Lembar peta berikutnya membuat kami semakin melongo, saat Bapak membuka peta Pulau Jawa. Hampir di ujung Barat peta inilah kota Jakarta….Jakarta, Ibu Kota Negara. Bapak bercerita tentang ibu kota, lanjut dengan kota di sebelah Selatannya, Bogor yang terkenal dengan Kebun Rayanya yang ternyata suatu saat menjadi bagian sejarah pembelajaran saya. Sebagai guru yang piawai dalam didaktik metodik, Bapak kerap berhenti bercerita saat mata perhatian kami masih berpijar, dengan bijak beliau mengatakan ayook disimpan dulu lain kali dilanjutkan. Wah episode bersambung…(tutuge, bahasa Jawa) dengan menyisipkan bibit penasaran.
Lembar-lembar berikutnya membuat kami (saya dan adik-adik) selalu berseru luasnya Indonesia…. Ini Manokwari, tempat Pakde bertugas….duuuh jauhnya, kalau ke sana harus naik kapal atau pesawat terbang (saatnya belajar moda transportasi), daerah yang kaya tambang dan hutan. Ini Sumatera yang terkenal dengan swarna dwipanya. Betapa banyak negarawan dan sastrawan kita berasal dari sini, beliau memperkenalkan bacaan Siti Noerbaya, Salah Asuhan, karya pudjangga Minang, melengkapi bacaan Atheis maupun Koempoele Baloeng Pisah. Otak kecil kami mendesah kagum, betapa Bapak telah pergi ke banyak penjuru dan dengan senyum sarehnya beliau mengatakan, bapak baru sampai Jakarta…lha koq Bapak bisa bercerita tentang Ngarai Sianok dan Benteng Saparua? Dengan tegas Bapak menunjuk buku di rak beliau, disitu….dari buku kita mengenal sangaaat banyak hal yang kita tidak tahu. Itulah peletakan dasar buku adalah jendela dunia bagi kami, juga nyaris akhir bagi kami untuk mendapat jawaban langsung dari Bapak tentang sesuatu yang kami tanyakan, selanjutnya jawaban beliau adalah standar, ayoo coba temukan dulu dari buku….

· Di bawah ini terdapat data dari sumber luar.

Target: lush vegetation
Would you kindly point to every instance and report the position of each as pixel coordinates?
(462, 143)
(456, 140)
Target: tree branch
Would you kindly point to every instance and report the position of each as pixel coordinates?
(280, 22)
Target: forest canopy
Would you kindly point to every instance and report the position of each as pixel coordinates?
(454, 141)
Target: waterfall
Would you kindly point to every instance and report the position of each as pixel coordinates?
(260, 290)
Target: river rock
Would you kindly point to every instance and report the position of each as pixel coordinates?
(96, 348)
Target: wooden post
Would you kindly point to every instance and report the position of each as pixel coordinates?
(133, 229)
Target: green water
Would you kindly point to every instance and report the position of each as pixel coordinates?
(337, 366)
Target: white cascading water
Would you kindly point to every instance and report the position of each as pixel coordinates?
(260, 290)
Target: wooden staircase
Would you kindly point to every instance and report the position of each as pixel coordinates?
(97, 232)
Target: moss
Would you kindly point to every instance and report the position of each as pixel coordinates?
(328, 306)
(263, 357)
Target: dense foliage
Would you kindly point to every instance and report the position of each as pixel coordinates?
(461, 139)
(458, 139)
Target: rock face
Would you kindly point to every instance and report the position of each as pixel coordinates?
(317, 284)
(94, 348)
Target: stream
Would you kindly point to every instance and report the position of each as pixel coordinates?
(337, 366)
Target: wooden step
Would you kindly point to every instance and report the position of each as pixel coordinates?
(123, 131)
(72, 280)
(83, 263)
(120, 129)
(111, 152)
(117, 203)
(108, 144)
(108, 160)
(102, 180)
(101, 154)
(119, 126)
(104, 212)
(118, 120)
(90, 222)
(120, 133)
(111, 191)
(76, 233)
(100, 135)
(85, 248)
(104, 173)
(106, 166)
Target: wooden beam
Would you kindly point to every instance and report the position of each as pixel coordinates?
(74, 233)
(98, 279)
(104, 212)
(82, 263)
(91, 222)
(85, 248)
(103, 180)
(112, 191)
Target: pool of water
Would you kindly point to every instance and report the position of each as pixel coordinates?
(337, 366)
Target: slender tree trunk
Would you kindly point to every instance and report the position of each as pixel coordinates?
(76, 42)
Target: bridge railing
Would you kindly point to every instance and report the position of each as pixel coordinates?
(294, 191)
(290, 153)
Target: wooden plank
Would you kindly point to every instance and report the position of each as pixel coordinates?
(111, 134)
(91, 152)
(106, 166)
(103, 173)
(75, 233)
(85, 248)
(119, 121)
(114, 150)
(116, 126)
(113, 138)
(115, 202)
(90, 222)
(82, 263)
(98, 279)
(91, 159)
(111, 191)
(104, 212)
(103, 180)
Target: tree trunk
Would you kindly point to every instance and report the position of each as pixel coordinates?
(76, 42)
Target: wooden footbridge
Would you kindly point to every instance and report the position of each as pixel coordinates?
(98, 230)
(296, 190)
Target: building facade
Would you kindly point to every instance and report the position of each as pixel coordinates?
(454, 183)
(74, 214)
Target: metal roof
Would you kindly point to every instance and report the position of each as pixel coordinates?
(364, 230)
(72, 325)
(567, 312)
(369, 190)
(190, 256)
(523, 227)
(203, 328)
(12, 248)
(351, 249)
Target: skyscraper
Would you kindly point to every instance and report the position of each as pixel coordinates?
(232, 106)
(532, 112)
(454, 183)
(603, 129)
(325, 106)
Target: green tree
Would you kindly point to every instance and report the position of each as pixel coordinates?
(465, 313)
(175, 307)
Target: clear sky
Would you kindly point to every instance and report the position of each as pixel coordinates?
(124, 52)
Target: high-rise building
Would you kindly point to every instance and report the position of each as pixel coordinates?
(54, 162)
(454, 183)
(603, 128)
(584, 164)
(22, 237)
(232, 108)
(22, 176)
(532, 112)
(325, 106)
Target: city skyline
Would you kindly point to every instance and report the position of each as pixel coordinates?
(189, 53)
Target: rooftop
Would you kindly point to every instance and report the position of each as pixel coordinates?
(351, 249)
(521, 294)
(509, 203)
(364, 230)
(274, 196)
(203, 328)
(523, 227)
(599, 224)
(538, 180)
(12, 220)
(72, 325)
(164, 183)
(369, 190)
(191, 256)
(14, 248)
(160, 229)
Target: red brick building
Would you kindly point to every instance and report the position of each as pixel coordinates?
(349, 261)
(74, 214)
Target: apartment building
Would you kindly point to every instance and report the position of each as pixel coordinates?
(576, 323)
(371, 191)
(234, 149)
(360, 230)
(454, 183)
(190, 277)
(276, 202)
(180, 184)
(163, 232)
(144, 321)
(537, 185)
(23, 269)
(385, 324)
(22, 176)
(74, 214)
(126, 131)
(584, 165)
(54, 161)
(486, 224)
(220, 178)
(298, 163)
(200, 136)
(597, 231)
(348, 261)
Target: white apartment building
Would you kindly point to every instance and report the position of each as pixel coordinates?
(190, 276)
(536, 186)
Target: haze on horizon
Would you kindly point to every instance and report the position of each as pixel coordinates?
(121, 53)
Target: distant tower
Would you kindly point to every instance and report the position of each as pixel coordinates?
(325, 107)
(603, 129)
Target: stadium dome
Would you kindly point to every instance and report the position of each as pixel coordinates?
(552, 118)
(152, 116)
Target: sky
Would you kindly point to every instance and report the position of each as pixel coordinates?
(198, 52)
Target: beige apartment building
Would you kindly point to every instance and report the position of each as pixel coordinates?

Lembar-lembar berikutnya tentang peta dunia semakin membius kami, betapa gembiranya kembaran kota SOLO muncul di Eropa (OSLO). Kami anak-anak yang besar telah diberi kepercayaan menjadi pembimbing bagi adik-adik yang lebih kecil untuk belajar peta. Ada saatnya kami berebut sehingga bagian petapun sobek dan ibu menambalnya dengan kertas di lem di bagian belakang peta.
Dan salah satu yang saya suwun dari Bapak saat keluar dari rumah keluarga adalah memboyong Atlas Semesta Dunia tinggal bersama kami. Kini memandang Atlas Semesta Dunia yang semakin suram tampilannya, anak-anakpun suka menggoda, hari gini google map gituh, cerita duniapun begitu mudah didapat dari Ensiklopedia ataupun tinggal memanfaatkan koneksi internet. Dan saya tetap bangga akan kenangan Atlas Semesta Dunia…yang mengembangkan sayap imajinasi kami.
juanita said:
mampir..
___
Silakan menikmati….
lieshadie said:
Mbak, kalo Bungsu saya yang berumur 7 taun itu yang di bawa – bawa juga atlas dunia…tapi sstttt..dia cuma mau nyari negara2 yang ikut pertandingan sepakbola 😀
Namun dari atlas itulah sayap imajinasinya mengepak luas ke pertanyaan2 yang Mbok e sama Bapak e gak bisa jawab atas semua pertanyaan2nya. 🙂
____
Loh bermula dari negara peserta pertandingan sepakbola, lalu identitas negara, lanjut perekonomian dst…
Nah bener khan sukses bikin mumet ayah bunda…salam tuk ragil yang kritis kreatif….
harumhutan said:
terlebih atlas ibu punya history yang lebih pemberian bapak…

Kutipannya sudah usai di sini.